Владик готов был слушать Тэгрынкеу всю ночь, но вот они начинали спорить с отцом о товариществах, колхозах и работе райинтегралсоюза и никак не могли определить, кого же считать кулаком у чукчей. Отец доказывал, что зажиточным является тот чаучу, который имеет больше двухсот оленей. Тэгрынкеу же возражал и говорил, что чаучу даже с тремястами оленями кое-как может прокормить свою семью в пять человек. Ведь ему же надо шкуры на ярангу, одежду и мясо на еду. Владику становилось скучно от этих споров и он уходил спать.

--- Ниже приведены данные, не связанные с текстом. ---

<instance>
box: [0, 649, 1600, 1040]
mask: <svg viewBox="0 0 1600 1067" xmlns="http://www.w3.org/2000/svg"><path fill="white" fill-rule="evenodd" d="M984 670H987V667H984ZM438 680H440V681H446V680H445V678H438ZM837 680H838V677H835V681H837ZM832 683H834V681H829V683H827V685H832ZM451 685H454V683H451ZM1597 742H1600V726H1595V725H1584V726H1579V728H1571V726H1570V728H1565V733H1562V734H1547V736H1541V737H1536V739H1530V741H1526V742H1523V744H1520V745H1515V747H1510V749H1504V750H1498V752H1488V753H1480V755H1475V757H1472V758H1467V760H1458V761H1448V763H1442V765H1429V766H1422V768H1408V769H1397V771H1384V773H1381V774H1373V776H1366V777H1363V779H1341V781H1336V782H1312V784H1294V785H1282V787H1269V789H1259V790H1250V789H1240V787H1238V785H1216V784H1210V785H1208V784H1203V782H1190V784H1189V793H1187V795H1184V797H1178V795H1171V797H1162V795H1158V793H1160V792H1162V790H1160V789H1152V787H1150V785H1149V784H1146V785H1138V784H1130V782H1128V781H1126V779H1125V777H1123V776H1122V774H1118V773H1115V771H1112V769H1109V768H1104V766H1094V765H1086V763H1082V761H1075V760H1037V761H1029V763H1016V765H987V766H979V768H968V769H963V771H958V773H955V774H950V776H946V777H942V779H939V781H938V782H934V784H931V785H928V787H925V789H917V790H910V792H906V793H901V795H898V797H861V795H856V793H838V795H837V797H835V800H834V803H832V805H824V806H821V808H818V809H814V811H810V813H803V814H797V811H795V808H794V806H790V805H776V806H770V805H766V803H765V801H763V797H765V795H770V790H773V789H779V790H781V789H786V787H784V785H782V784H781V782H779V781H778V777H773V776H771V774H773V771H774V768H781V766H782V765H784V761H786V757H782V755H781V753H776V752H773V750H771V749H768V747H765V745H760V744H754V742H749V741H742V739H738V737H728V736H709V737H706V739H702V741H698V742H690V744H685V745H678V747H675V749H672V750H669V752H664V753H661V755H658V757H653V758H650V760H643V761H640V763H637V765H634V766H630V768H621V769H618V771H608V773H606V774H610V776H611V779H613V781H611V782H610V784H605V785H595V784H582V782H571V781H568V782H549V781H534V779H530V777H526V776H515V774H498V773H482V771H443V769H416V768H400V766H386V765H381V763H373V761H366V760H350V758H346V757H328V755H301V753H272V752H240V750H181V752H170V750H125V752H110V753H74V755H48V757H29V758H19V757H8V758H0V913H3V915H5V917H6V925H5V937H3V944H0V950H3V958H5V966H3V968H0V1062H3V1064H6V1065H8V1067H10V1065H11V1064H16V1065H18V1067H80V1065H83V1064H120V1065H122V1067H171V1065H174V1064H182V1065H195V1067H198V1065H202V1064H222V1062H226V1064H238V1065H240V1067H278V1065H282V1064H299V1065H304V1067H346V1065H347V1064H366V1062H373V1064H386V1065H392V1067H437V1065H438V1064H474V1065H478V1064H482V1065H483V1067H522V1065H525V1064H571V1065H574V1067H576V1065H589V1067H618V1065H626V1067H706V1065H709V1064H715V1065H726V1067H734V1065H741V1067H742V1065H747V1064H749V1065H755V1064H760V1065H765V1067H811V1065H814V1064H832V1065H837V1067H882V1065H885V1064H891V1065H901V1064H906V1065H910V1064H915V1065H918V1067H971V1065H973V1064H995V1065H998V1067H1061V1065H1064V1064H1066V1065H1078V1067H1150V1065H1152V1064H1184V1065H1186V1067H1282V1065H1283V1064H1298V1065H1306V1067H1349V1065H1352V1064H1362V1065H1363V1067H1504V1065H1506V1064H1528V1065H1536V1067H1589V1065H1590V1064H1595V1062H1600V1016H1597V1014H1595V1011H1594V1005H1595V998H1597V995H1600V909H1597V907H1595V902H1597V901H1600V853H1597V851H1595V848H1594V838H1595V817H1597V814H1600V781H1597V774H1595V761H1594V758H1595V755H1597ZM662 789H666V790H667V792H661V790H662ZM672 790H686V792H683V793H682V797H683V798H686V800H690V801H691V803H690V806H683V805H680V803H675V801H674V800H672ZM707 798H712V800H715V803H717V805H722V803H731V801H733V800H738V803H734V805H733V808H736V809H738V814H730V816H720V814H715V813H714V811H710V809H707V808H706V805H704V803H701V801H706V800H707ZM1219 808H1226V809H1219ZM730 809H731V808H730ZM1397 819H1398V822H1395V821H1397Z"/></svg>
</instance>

Владик часто встречал Тэгрынкеу в школе. Его сын Лева учился в четвертом классе, а дочка Ида, симпатичная широкоглазая девчонка с длинными смоляными косами, училась вместе с Владиком. Тэгрынкеу спрашивал Павла Матвеевича, как учатся его дети, нужна ли какая помощь школе. И если надо было собрать родителей, то он обходил каждую ярангу и объявлял о собрании. Среди увэленцев были и такие, которые считали, что детям не нужна грамота и в школу ходить не обязательно. Тэгрынкеу умел разговаривать с такими и убеждал их, что грамота нужна всем чукчам. Заботу о школе Тэгрынкеу считал своим долгом и говорил, что он начинал ее строить еще в 1914 году и обязан следить за нею. Летом он крыл крышу школы, перекладывал печи, чистил трубы, вставлял и промазывал стекла. А зимой, когда школу заносило после пурги снегом, брал лопату и шел откапывать двери. Увэленцы не могли пройти мимо и помогали ему.
Русские, жившие в Увэлене, не раз спрашивали Тэгрынкеу, почему он ушел с такой большой должности. Он вежливо отвечал:
— Чукотский национальный округ как государство, а им надо уметь управлять. Грамоты маловато, а учиться, когда тебе пошел пятый десяток, трудно.